Frisia heeft bij de minister van Economische Zaken en Klimaat (EZK) voor haar zoutwinningsactiviteiten een verzoek tot wijziging van het instemmingsbesluit voor het winningsplan Barradeel II ingediend. Hierin verzoekt Frisia de minister om in te stemmen met tot 40% grotere zoutcavernes (BAS-3O en BAS-4) dan in het huidige winningsplan is beschreven. De minister heeft SodM om advies gevraagd of dit een wijziging is waardoor de effecten van de winning kunnen veranderen. SodM wijst er in haar advies op dat er een risico is van extra bodemdaling op de lange termijn. In het huidige winningsplan is bepaald dat Frisia maximaal 30 cm bodemdaling mag veroorzaken.

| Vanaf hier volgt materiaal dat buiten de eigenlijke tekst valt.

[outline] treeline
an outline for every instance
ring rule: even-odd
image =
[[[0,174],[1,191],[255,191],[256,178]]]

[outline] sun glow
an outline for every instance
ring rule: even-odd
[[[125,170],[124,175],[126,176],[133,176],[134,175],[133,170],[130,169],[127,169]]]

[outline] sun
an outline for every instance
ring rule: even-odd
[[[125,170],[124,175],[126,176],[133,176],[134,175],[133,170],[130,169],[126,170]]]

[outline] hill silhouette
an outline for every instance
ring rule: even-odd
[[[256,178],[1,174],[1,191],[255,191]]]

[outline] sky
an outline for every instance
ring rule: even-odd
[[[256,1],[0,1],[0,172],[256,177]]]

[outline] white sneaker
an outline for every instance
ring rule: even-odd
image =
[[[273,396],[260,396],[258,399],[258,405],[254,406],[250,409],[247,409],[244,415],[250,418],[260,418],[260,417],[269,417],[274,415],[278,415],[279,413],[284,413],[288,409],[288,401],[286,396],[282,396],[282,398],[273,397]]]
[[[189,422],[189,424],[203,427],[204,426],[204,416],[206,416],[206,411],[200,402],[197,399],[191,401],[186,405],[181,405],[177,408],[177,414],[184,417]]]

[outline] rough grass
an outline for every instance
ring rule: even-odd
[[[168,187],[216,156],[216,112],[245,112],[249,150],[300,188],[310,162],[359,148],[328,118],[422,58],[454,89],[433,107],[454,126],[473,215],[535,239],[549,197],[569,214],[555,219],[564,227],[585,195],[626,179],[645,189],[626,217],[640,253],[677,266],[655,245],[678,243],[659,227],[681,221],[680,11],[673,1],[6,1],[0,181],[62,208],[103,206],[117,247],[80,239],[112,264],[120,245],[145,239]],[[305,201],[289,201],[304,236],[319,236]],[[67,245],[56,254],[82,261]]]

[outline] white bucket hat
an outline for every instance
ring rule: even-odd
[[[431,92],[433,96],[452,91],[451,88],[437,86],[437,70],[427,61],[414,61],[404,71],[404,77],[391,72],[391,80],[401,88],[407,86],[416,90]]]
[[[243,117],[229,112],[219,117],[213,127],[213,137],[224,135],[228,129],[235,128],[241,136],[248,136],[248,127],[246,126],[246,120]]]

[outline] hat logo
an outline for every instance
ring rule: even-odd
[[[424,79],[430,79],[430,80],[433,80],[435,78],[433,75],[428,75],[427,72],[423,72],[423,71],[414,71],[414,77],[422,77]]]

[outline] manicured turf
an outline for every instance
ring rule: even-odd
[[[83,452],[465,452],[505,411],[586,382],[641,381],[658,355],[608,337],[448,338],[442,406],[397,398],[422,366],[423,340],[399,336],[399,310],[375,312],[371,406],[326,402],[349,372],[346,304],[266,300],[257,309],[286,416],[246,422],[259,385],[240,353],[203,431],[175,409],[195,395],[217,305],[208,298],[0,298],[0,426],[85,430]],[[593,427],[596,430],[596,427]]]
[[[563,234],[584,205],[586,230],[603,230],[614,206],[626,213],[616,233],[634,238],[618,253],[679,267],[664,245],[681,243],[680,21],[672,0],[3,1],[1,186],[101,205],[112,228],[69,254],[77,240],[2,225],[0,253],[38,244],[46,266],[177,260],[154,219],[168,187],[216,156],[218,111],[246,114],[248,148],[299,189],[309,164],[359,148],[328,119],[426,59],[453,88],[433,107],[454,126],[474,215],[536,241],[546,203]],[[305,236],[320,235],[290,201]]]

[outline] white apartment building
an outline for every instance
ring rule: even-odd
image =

Op dit moment is de bodemdaling boven de BAS-4 caverne circa 29 cm. Er is geen rekening gehouden met de effecten na afloop van de winning.

Frisia verwacht haar cavernes tot in lengte van dagen onder druk te kunnen houden; alleen dan blijft de verwachte bodemdaling binnen de grenzen van het winningsplan. Echter, mocht er op enig moment in de tijd een scheur in de afgesloten caverne ontstaan, dan zal de druk in die caverne dalen waardoor het zout uit de omgeving toestroomt. Dat zal dan leiden tot extra bodemdaling.

Kritisch gekeken naar grootte zoutcavernes
In de Staat van de sector Zout heeft SodM aangegeven het onwenselijk te vinden dat cavernes steeds groter worden. SodM adviseert daarom op dit moment negatief op het voorstel van Frisia om het maximaal ondergrondse volume van de cavernes BAS-3O en BAS-4 elk te vergroten van 1 miljoen m3 naar 1,4 miljoen m3. Er is nog te veel onzekerheid hoe met name grote cavernes zich zullen houden, vooral vanaf het moment dat de winning is gestopt en de druk in de caverne oploopt. De vraag daarbij is of het mogelijk is een caverne honderden jaren op druk te houden; want alleen dan is extra bodemdaling te voorkomen.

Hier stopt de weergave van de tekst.